Charlottetown launches survey about single-use plastics at 'critical time'
The city of Charlottetown is asking residents and businesses to complete recently launched surveys aimed at gauging the current attitude toward single-use plastic.
Single-use plastics, such as straws and take-out food containers, are manufactured for the purpose of being used once and make up about a third of the three million tonnes of plastic waste generated by Canadians annually, officials with the city said.
"This survey comes at a critical time you know, with the province banning plastic bags. So, the city, us being a coastal city, we see the effects very close to our municipality — the effects of what plastics are doing to our waterways," said Coun. Terry MacLeod, chair of the environment and sustainability committee.
The new rules prohibiting businesses from offering single-use plastic bags at the checkout has been in place since July 1.
MacLeod said since the bag ban came into effect the city has received calls about single-use plastic.
I think the bags is just the tip of the iceberg.
— Coun. Terry MacLeod
"People seem to be talking more in community groups, meetings they're at and they also say, 'Well what are you doing?'" he said.
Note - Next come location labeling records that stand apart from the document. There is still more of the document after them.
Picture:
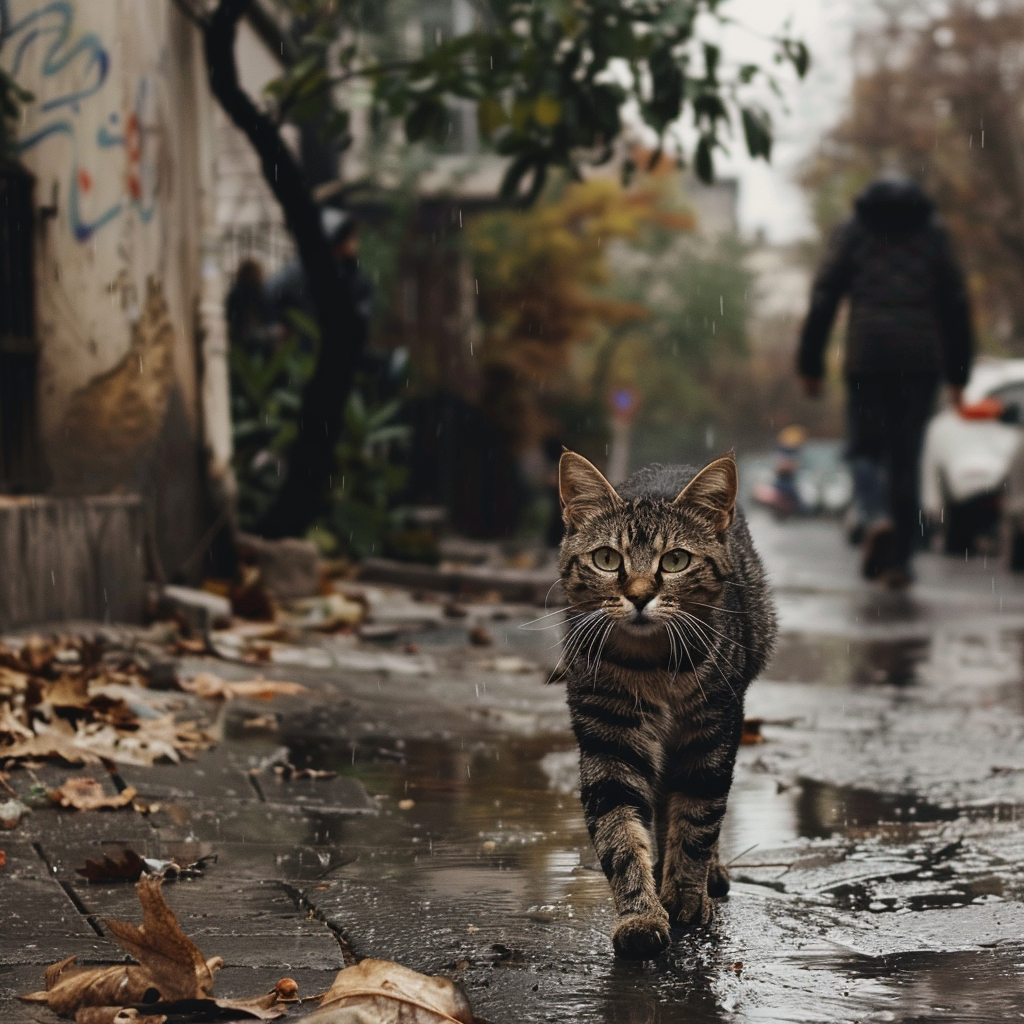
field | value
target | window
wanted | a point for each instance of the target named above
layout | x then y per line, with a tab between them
19	462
MacLeod said he is working closely with event organizers to use alternatives to single-use plastics. City hall has been using metal forks for lunches and have already gotten rid of plastic bottles in city facilities.
2 versions of the survey
There are two versions of the survey both aimed at single-use plastic in the city, with one geared toward residents and the other for businesses in the area.
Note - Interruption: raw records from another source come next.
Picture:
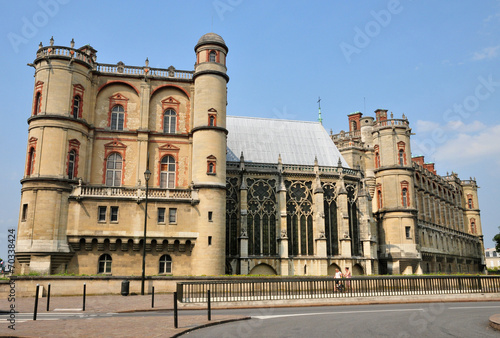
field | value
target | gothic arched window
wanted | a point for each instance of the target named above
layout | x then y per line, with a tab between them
114	170
169	121
167	172
117	117
76	106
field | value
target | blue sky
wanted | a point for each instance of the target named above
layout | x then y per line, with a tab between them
438	62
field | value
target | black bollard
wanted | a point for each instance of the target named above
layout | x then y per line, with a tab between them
175	310
36	301
48	297
153	297
84	292
208	303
Data and feedback collected from the surveys will help the city get a sense of some of the challenges people and businesses are facing in reducing single-use plastic and may help shape future policy, MacLeod said.
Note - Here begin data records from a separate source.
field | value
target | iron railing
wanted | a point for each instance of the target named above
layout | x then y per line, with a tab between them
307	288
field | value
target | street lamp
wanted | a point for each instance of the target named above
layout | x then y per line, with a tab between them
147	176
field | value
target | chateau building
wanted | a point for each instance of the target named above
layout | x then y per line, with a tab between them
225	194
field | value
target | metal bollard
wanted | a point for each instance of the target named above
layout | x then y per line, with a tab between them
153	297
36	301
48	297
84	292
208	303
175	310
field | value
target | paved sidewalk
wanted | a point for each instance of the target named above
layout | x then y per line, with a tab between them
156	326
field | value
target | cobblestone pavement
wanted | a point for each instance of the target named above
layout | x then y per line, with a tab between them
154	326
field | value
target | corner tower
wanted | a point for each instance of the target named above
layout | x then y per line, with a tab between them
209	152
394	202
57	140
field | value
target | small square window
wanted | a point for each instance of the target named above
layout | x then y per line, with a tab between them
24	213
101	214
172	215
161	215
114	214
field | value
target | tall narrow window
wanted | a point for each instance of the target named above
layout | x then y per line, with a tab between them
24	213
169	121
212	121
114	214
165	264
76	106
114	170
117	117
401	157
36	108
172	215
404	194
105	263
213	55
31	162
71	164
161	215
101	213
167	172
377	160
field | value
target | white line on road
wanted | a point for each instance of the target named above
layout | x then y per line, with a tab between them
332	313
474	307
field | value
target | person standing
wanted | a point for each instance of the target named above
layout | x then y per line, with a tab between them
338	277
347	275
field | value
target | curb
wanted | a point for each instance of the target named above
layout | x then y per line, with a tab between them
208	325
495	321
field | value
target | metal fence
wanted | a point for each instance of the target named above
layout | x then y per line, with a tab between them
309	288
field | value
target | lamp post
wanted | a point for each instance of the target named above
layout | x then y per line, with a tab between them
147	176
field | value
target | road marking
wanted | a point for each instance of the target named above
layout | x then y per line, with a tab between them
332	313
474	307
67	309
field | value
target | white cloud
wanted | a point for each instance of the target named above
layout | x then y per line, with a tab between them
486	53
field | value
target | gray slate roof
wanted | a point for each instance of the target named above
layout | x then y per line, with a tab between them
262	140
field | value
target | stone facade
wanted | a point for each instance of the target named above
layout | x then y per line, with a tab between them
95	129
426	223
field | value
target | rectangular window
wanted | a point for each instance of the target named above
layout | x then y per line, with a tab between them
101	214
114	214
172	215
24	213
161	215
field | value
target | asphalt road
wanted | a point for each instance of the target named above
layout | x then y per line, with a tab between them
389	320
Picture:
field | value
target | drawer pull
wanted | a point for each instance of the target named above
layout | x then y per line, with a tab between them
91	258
Data and feedback collected from the surveys will help the city get a sense of some of the challenges in reducing single-use plastic and may help shape future policy, says Coun. Terry MacLeod. (Sarah MacMillan/CBC)
"The ultimate goal is to help them to transition to doing more about single-use plastic," MacLeod said.
"I think the bags is just the tip of the iceberg and I think we're going to be heavily involved in ways we can, you know especially with straws and take-out containers … we should be able to do a better job with that."
Gathered information will also help shape a community education campaign around single-use plastics.
Those that complete the anonymous survey will have the option be entered in to win a $200 Visa gift card. The deadline to complete the survey is Aug. 29.
The survey can be taken online at the city's website or a printed copy can be picked up at city hall.